Patrick the purple dragon

dragoncoder047’s blog

random thoughts about nonrandom things

Order Up

← Previous: The God Language Next: The Lesser of Two Evils
Posted
By dragoncoder047

I’ve been tinkering with David Johnson-Davies’ uLisp interpreter for a while now. It’s designed to be small first and foremost, so that the core part that fits on the rather wimpy ATmega328 (i.e. an Arduino Uno) will still achieve maximum usefulness. Most of the optimization is achieved by storing the built-in function lookup table in flash, instead of RAM, so that there is more RAM available for the program.

One of the core data types in Lisp is a stream. They are used to provide input and output to the program, and the typical microcontroller has no less than four of them, corresponding to the types of data buses that the microcontroller can have: UART, SPI, I2C, SD, etc., as well as the types builtin to Lisp itself, such as streams that read from or print to an in-memory string. David’s solution seemed kind of strange to me, as he defined a lookup table of the names of all built-in streams, and then each stream object in memory simply contained in index into that table. The strange part was that the actual function pointers to print to and read from each stream were not in an actual C++ table (which is probably what I would have done); David created lookup functions that when passed the index to the names table, returned the coresponding print or read function pointer.

That weirdness also makes it a little difficult for extension authors like myself to add new streams to uLisp. The current extension facility David added in version 4.4 only supports adding new functions, keywords, and special forms. Everything else, such as special global variables, reader macros, new types, and new streams, must be manually patched into the uLisp source file.

I started to think about how to re-implement the whole uLisp type system to add more flexibility.
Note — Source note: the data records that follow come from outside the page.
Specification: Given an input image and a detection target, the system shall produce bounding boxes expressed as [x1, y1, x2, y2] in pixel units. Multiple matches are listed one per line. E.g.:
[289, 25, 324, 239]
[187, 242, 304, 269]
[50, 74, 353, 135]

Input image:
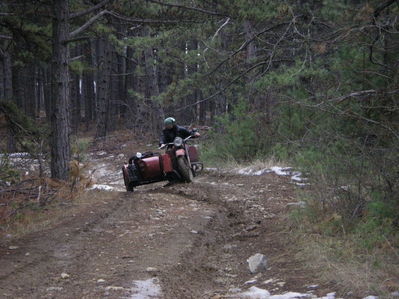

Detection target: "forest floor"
[0, 137, 377, 299]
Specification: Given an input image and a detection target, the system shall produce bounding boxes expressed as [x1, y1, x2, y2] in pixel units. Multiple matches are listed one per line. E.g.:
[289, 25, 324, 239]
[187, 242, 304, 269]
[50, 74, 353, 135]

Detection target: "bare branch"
[146, 0, 226, 16]
[0, 34, 12, 40]
[373, 0, 398, 19]
[69, 0, 111, 19]
[211, 17, 230, 40]
[106, 10, 197, 24]
[176, 61, 270, 111]
[69, 9, 195, 41]
[334, 90, 377, 103]
[69, 10, 108, 38]
[368, 0, 398, 68]
[206, 22, 291, 76]
[69, 55, 84, 62]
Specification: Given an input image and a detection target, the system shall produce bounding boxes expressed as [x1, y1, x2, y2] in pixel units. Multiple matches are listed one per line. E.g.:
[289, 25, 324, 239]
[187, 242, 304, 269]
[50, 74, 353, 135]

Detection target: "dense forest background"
[0, 0, 398, 260]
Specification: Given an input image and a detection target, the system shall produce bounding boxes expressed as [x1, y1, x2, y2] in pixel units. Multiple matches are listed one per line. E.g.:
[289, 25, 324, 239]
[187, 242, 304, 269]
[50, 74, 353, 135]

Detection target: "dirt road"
[0, 153, 337, 298]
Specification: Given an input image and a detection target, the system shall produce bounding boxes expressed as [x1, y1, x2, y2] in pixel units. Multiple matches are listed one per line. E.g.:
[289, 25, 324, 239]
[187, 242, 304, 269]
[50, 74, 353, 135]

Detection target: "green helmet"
[164, 117, 176, 126]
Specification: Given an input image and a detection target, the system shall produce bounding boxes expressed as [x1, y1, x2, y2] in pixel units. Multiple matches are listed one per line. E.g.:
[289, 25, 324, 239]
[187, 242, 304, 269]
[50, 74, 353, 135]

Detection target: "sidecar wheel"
[177, 156, 193, 183]
[126, 183, 134, 192]
[122, 166, 134, 192]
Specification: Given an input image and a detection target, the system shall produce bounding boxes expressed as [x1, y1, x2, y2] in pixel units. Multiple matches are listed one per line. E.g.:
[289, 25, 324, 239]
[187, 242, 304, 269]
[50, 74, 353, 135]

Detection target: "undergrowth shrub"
[0, 156, 20, 185]
[202, 100, 271, 164]
[71, 137, 91, 162]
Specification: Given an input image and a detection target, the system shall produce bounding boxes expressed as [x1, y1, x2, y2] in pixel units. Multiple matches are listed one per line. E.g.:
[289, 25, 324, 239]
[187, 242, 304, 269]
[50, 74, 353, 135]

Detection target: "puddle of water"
[128, 278, 162, 299]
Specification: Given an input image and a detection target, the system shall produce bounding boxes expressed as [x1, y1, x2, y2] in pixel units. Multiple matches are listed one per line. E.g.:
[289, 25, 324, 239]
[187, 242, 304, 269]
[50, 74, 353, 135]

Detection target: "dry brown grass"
[294, 231, 399, 298]
[0, 178, 118, 239]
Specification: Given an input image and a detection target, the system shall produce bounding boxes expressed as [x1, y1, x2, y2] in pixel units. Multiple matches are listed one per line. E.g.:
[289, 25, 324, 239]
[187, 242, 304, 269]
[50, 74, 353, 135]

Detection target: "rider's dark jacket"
[160, 125, 193, 145]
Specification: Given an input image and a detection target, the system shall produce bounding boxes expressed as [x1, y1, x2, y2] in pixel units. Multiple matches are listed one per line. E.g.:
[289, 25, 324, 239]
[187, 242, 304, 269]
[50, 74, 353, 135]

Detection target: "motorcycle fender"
[175, 149, 186, 156]
[161, 154, 173, 173]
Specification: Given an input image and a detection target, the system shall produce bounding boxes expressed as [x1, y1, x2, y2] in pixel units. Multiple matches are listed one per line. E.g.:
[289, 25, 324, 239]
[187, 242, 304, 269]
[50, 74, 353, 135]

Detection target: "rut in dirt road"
[1, 168, 341, 299]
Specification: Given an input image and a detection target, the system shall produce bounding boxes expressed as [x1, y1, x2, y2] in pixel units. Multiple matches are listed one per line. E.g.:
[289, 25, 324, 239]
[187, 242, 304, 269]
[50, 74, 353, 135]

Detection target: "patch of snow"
[286, 201, 306, 208]
[0, 152, 30, 158]
[291, 172, 304, 182]
[238, 167, 255, 175]
[238, 286, 270, 298]
[233, 287, 338, 299]
[129, 278, 162, 299]
[363, 297, 378, 299]
[270, 166, 292, 176]
[89, 184, 115, 191]
[254, 169, 273, 176]
[233, 166, 309, 186]
[96, 151, 107, 156]
[339, 185, 350, 191]
[263, 279, 278, 284]
[294, 182, 309, 187]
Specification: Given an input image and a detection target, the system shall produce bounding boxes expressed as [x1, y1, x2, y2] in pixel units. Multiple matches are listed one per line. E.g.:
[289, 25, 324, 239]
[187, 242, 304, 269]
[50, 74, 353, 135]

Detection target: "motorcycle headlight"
[174, 137, 183, 147]
[136, 152, 142, 159]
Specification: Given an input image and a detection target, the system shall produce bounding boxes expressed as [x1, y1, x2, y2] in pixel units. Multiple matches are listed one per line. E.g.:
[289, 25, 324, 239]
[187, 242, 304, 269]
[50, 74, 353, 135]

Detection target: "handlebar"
[159, 135, 197, 150]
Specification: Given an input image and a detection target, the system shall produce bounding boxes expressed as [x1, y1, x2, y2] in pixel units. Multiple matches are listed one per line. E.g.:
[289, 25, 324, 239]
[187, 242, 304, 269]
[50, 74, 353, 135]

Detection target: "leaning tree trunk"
[50, 0, 71, 180]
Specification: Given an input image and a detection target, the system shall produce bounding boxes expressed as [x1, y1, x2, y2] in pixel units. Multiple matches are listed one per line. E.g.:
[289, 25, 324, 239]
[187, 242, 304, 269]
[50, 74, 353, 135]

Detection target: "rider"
[159, 117, 200, 148]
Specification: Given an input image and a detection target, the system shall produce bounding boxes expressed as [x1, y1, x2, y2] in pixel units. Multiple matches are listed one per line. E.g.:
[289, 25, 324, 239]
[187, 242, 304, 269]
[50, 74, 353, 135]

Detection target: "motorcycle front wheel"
[177, 156, 194, 183]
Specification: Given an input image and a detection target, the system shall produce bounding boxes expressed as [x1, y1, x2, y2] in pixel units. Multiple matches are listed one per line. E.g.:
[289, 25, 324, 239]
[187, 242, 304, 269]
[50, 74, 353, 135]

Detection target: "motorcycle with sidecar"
[122, 136, 203, 192]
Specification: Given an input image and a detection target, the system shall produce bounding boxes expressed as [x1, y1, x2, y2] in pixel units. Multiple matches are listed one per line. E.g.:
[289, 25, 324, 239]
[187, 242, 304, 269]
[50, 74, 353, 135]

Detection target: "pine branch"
[69, 0, 112, 19]
[69, 9, 197, 38]
[69, 10, 108, 38]
[105, 10, 197, 24]
[373, 0, 398, 18]
[146, 0, 226, 16]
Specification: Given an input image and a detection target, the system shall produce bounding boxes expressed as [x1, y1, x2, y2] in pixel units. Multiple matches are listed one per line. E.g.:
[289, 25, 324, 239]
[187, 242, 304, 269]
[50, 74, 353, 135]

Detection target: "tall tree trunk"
[95, 38, 111, 139]
[25, 64, 37, 118]
[44, 66, 52, 120]
[0, 57, 4, 99]
[91, 39, 98, 122]
[124, 46, 137, 126]
[3, 50, 12, 100]
[3, 50, 16, 152]
[82, 40, 95, 130]
[144, 44, 163, 134]
[12, 65, 24, 109]
[109, 49, 119, 132]
[70, 73, 80, 135]
[50, 0, 71, 180]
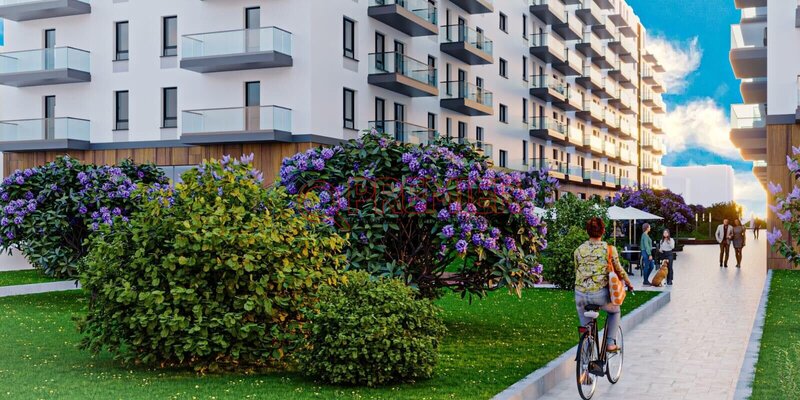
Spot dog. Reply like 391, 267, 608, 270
650, 259, 670, 287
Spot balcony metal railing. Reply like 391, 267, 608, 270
730, 103, 766, 129
369, 51, 437, 87
182, 105, 292, 134
529, 74, 566, 94
368, 0, 437, 24
440, 24, 493, 55
0, 117, 90, 142
0, 46, 90, 74
529, 117, 567, 135
369, 120, 438, 145
440, 80, 493, 107
182, 27, 292, 59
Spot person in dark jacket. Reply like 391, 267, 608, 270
640, 223, 654, 286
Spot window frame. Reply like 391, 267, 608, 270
343, 88, 356, 130
499, 104, 508, 124
115, 21, 129, 61
162, 87, 177, 128
343, 17, 356, 60
499, 150, 508, 168
499, 13, 508, 33
162, 16, 178, 57
499, 58, 508, 78
115, 90, 129, 131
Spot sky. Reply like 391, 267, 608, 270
627, 0, 766, 218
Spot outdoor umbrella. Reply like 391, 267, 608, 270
625, 206, 663, 245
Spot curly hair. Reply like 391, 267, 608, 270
586, 217, 605, 239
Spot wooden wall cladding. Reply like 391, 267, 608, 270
766, 123, 800, 270
3, 142, 321, 185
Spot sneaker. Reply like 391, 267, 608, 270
724, 264, 729, 268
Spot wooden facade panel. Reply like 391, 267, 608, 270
766, 124, 798, 269
171, 148, 189, 165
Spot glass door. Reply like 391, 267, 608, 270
44, 96, 55, 140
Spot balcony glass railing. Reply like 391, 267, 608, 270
530, 158, 567, 174
584, 134, 603, 150
368, 0, 437, 25
529, 74, 566, 94
530, 0, 565, 18
529, 33, 566, 57
529, 117, 567, 135
567, 163, 583, 177
730, 103, 766, 129
0, 47, 90, 74
369, 51, 437, 87
182, 105, 291, 134
440, 81, 493, 107
440, 24, 493, 55
182, 27, 292, 59
730, 23, 767, 50
583, 101, 604, 118
0, 117, 89, 142
369, 120, 437, 145
604, 141, 617, 157
582, 64, 603, 84
619, 148, 631, 162
583, 169, 603, 181
753, 160, 767, 168
568, 125, 583, 143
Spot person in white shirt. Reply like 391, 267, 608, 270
715, 219, 733, 268
658, 229, 676, 285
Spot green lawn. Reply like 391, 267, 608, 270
0, 269, 63, 287
751, 270, 800, 400
0, 289, 657, 400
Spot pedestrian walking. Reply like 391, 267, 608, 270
732, 219, 746, 268
640, 223, 655, 286
754, 222, 760, 239
658, 229, 676, 285
715, 219, 733, 268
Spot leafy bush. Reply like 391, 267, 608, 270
545, 193, 608, 240
706, 201, 743, 222
542, 227, 589, 290
0, 156, 165, 278
78, 155, 346, 371
612, 186, 694, 233
278, 130, 551, 298
301, 271, 446, 386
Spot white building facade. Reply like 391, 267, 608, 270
663, 165, 735, 207
0, 0, 666, 198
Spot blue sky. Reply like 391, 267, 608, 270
628, 0, 765, 217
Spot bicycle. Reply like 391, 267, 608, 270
575, 302, 627, 400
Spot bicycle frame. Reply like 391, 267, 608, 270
579, 314, 611, 368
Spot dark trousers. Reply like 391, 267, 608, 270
719, 241, 730, 266
642, 255, 654, 283
661, 251, 674, 283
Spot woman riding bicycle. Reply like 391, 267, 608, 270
573, 217, 634, 352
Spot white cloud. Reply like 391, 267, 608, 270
734, 171, 766, 220
662, 98, 740, 159
646, 35, 702, 94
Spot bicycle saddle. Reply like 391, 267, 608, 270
584, 304, 601, 312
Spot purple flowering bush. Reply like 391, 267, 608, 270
613, 186, 695, 233
0, 156, 165, 278
78, 156, 347, 371
766, 147, 800, 265
279, 130, 551, 298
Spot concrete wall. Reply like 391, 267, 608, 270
767, 1, 800, 117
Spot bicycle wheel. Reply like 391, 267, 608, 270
576, 332, 597, 400
606, 326, 624, 384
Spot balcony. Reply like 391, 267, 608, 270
552, 11, 583, 41
0, 47, 90, 87
0, 0, 89, 22
575, 0, 602, 25
529, 117, 568, 143
180, 105, 292, 144
0, 117, 89, 151
529, 33, 566, 64
734, 0, 766, 9
583, 169, 603, 186
590, 45, 615, 70
730, 103, 766, 161
605, 112, 618, 131
653, 97, 666, 114
619, 147, 633, 165
566, 124, 584, 146
603, 141, 617, 158
603, 172, 618, 188
529, 75, 567, 102
591, 15, 614, 39
608, 7, 636, 38
575, 65, 604, 92
619, 119, 634, 139
369, 120, 437, 145
753, 160, 766, 187
608, 35, 635, 63
440, 81, 493, 116
531, 158, 568, 179
181, 27, 292, 73
576, 31, 603, 59
440, 25, 493, 65
740, 77, 767, 104
608, 63, 635, 89
583, 134, 604, 155
554, 86, 583, 112
530, 0, 566, 26
553, 48, 582, 76
368, 52, 438, 97
652, 140, 665, 155
593, 0, 613, 10
450, 0, 493, 14
566, 163, 584, 183
577, 100, 605, 125
729, 23, 767, 79
367, 0, 438, 36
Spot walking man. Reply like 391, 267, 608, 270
715, 218, 733, 268
640, 223, 655, 286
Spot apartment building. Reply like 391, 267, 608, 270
729, 0, 794, 269
0, 0, 665, 198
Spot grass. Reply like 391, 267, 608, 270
0, 269, 63, 287
751, 270, 800, 400
0, 289, 658, 400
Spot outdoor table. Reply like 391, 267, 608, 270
620, 250, 640, 275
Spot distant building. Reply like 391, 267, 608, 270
663, 165, 734, 206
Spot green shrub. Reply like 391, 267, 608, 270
542, 227, 589, 290
78, 155, 346, 371
302, 271, 446, 386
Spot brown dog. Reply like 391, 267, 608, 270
650, 259, 670, 287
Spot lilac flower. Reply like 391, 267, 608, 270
13, 216, 22, 225
449, 203, 462, 213
217, 187, 223, 196
787, 155, 800, 173
437, 209, 450, 220
766, 228, 783, 245
465, 203, 477, 214
5, 231, 13, 239
442, 225, 455, 238
777, 209, 792, 222
455, 239, 468, 254
789, 186, 800, 201
14, 176, 24, 185
508, 203, 521, 214
319, 191, 332, 204
312, 158, 325, 171
0, 193, 7, 201
472, 233, 483, 246
401, 153, 414, 164
414, 199, 427, 213
91, 222, 100, 231
240, 153, 255, 165
793, 146, 800, 156
768, 182, 783, 195
504, 237, 517, 251
321, 148, 335, 160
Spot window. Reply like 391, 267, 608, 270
162, 87, 177, 128
458, 121, 467, 141
245, 81, 260, 107
476, 126, 484, 142
446, 117, 452, 138
499, 58, 507, 78
115, 90, 129, 130
499, 150, 508, 168
115, 21, 129, 61
522, 56, 528, 81
343, 88, 355, 129
522, 98, 528, 122
162, 16, 177, 57
522, 140, 528, 165
522, 14, 528, 39
343, 18, 356, 59
427, 112, 436, 132
499, 13, 507, 33
499, 104, 508, 123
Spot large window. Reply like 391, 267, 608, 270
115, 90, 129, 130
343, 88, 355, 130
162, 87, 177, 128
499, 150, 508, 168
115, 21, 129, 61
499, 13, 507, 33
343, 18, 356, 59
162, 16, 177, 57
499, 104, 508, 123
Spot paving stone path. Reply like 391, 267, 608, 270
537, 231, 766, 400
0, 280, 80, 297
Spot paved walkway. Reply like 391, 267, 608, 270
538, 231, 767, 400
0, 280, 80, 297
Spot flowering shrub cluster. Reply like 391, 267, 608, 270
0, 156, 165, 278
279, 130, 552, 298
79, 156, 346, 371
613, 186, 695, 232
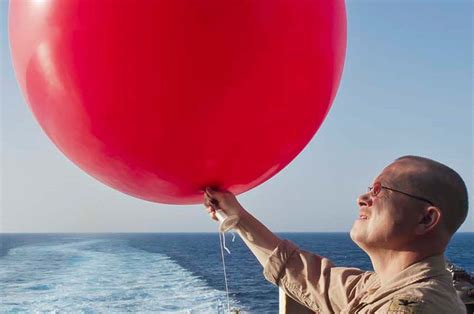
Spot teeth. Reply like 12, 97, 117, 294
359, 215, 368, 220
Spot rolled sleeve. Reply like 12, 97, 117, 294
263, 239, 299, 284
262, 239, 368, 313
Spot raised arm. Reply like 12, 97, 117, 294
203, 188, 369, 313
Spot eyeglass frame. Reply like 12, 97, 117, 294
367, 182, 435, 207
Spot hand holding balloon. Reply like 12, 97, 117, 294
205, 187, 282, 266
204, 188, 245, 231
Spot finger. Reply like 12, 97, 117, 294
204, 194, 214, 204
205, 206, 215, 213
205, 191, 214, 201
204, 194, 219, 208
205, 187, 222, 198
209, 212, 218, 221
204, 188, 213, 198
205, 187, 214, 194
210, 198, 219, 207
204, 193, 214, 204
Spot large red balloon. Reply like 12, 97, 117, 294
9, 1, 346, 204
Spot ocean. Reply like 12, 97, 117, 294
1, 233, 473, 313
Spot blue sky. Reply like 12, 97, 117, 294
1, 1, 472, 232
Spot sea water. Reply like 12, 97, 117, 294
1, 233, 472, 313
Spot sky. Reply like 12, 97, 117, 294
1, 1, 472, 233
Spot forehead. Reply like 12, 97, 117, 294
373, 160, 415, 186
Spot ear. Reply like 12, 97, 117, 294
415, 206, 441, 235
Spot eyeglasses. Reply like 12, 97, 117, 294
368, 182, 435, 206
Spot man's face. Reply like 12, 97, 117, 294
350, 161, 423, 251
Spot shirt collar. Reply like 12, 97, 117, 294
364, 254, 451, 303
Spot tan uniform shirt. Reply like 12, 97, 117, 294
263, 240, 466, 313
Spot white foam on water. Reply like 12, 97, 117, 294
0, 239, 243, 313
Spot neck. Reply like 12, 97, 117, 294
367, 248, 438, 285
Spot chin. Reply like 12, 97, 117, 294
350, 224, 370, 250
349, 225, 362, 244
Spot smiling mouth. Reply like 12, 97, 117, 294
358, 215, 368, 220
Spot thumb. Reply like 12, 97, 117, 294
205, 186, 220, 197
205, 187, 214, 194
205, 187, 222, 206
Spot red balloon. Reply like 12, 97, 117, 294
9, 1, 346, 204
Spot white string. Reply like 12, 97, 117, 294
219, 231, 231, 313
222, 231, 231, 254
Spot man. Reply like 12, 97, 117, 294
204, 156, 469, 313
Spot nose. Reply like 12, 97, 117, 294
357, 192, 373, 208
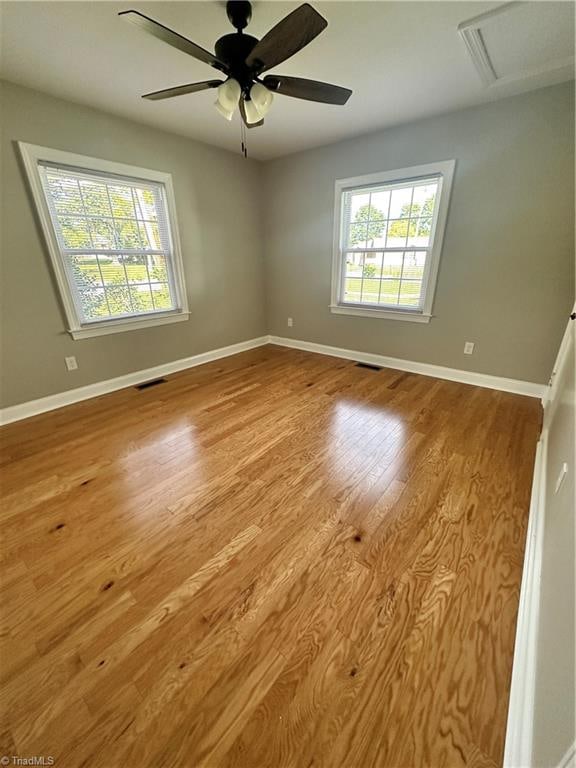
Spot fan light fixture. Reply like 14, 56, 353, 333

The first change was simple: David had again made the rather strange design choice to have built-in functions hold the index of their lookup table entry, rather than the actual memory address. This means when actually operating on up the lookup table entry’s data, an extra operation must be done (that of indexing the table to get the actual entry).

The second change was to completely re-implement streams. As well as making it easier to add new streams, I also wanted to remove a couple limitations of streams, such as the fact that file streams store the open file object in a global variable and not the actual stream object; the consequences of this is that you can only have two files open at once: one for reading, one for writing.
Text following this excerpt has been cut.